Yes. Thanks Serge. So this product which is a smaller vial of CINVANTI, which as you know, we’ve made and sold over 2 million vials of CINVANTI to date did not require an inspection. We are in the very end stage here of the review cycle. There’s no indication that that situation will change. And the manufacturer for HTX-019 is also a manufacturer for CINVANTI. So I think there’s a very significant track record of that manufacturer being able to make the product, certainly a larger bio size of it.\ In terms of sales – expenses and expansion really excellent question, because it leads to a point that we should have highlighted when the question was asked previously. And that is one of the great things about HTX-019 is it utilizes our resources that are already focused in the acute care setting. And so we don’t anticipate significant additional investment is necessary because we already have the reps out in the field, they’re already talking to surgeons, an anesthesiologist, exactly the target audience for HTX-019. And so it’s a perfect segue for them to add this into the bag, as they say without the significant additional cost and without the need for any substantial increases in personnel. So very economical and really an exciting product when one looks at the published data on how effective the molecule can be for PONV. And as John mentioned in today’s world, the biggest issue is getting patients out the door because there’s not sufficient staff for patients to be kept in the PACU. And we’re seeing surgeries not being scheduled into the afternoon as they might otherwise be because there’s concern about not having staff or recovery. So if you can use easy to use safe product that helps you get patients out the door in the ASC setting, for example, we think this is going to be extremely attractive.

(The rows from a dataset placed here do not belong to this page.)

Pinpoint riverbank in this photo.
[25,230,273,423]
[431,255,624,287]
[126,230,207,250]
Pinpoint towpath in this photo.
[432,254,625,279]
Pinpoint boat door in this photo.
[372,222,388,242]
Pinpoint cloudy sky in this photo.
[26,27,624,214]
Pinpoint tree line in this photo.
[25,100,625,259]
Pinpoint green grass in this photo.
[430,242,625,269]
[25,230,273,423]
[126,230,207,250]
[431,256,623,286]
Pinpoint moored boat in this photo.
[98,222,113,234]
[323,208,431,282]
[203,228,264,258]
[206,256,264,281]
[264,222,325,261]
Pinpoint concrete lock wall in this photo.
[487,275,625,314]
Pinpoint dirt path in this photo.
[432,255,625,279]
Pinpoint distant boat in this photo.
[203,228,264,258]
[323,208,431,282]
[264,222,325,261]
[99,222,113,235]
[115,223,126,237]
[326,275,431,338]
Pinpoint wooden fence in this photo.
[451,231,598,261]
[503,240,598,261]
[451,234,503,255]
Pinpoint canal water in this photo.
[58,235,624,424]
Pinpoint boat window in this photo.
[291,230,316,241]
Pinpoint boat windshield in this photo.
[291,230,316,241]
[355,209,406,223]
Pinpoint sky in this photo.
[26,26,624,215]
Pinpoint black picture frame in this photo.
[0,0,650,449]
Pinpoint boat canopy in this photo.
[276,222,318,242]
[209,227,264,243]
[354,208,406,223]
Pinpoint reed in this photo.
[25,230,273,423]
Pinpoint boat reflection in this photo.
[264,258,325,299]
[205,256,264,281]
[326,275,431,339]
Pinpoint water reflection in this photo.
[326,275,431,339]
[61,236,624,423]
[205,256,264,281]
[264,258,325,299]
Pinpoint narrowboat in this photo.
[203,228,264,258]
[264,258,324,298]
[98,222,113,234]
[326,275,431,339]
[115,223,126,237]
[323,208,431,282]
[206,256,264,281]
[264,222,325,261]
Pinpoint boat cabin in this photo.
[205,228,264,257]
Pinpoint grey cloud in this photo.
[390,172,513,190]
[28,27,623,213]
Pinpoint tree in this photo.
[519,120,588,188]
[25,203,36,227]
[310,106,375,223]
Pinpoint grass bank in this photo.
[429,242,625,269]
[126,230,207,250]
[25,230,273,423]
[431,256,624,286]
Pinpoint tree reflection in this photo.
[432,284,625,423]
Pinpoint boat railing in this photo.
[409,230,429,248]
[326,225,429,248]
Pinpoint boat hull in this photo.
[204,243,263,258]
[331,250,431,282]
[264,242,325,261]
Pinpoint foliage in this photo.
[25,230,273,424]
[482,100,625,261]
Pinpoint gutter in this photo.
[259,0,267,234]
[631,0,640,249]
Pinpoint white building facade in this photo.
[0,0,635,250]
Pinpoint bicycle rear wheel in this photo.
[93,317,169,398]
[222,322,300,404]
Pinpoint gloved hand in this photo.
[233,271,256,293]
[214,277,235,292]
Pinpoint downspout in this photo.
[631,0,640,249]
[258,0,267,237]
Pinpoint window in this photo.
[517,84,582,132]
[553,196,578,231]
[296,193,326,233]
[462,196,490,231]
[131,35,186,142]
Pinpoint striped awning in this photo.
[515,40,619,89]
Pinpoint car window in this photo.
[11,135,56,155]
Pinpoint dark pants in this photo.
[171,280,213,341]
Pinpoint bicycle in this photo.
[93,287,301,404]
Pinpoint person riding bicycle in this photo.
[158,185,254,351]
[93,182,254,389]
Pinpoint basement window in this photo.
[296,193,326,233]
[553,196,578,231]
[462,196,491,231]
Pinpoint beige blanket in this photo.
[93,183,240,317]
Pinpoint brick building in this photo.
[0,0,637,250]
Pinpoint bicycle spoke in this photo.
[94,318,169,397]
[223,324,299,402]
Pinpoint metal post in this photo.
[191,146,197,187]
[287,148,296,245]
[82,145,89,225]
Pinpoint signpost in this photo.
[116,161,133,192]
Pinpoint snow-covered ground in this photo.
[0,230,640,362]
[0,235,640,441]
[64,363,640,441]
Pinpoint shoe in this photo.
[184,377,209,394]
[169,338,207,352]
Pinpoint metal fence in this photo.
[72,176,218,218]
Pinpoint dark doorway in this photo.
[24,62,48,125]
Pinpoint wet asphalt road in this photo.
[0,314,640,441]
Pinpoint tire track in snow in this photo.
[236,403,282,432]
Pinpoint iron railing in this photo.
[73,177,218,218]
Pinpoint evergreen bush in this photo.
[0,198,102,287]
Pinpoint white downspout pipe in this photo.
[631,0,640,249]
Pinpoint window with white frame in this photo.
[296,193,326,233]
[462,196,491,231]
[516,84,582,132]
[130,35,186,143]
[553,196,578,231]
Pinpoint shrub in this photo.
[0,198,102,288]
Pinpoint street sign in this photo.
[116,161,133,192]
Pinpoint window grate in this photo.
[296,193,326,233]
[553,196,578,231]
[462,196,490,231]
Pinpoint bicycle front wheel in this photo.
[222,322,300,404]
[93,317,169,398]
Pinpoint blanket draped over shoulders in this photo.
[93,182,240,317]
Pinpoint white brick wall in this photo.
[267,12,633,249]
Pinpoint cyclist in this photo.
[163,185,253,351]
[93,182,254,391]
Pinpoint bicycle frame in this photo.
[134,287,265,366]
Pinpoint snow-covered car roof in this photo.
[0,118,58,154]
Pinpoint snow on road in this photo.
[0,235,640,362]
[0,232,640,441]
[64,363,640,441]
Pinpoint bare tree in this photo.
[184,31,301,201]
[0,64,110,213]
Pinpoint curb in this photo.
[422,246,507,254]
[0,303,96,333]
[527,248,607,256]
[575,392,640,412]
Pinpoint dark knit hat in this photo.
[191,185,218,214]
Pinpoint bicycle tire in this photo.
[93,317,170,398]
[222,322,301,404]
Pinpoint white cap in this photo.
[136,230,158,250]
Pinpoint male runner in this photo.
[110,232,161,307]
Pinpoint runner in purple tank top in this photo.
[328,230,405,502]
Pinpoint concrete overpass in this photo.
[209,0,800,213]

And just one more, I guess, is this a product that’s going to require kind of the same approval process via P&T formularies for adoption?

Yes, certainly as a hospital product it would still need to go to formulary committee in the hospital setting. Again, however, the molecule itself is very well known. It’s simply a more convenient approach towards administration of a product that’s already being used in over a 0.5 million oral pills for PONV. And so we’re certainly going to press very hard to get that acceptance from P&T committees as quickly as possible in terms of the launch. But it probably has the most similarities to CINVANTI in that regard as well, which certainly required formulary approval. And as you remember back when we launched that product that process went relatively smoothly. And obviously, we took a large portion of the amend market within the first two years of launch.

Thanks for taking the questions.

Yes, certainly. There are no further questions at this time. I will now turn the call back over to Barry for closing remarks.

Thank you. And thanks everyone for joining us on the call today. We’re really pleased with the progress this quarter and we look forward to keeping you updated.

Ladies and gentlemen, that concludes today’s conference call. Thank you for your participation. You may now disconnect.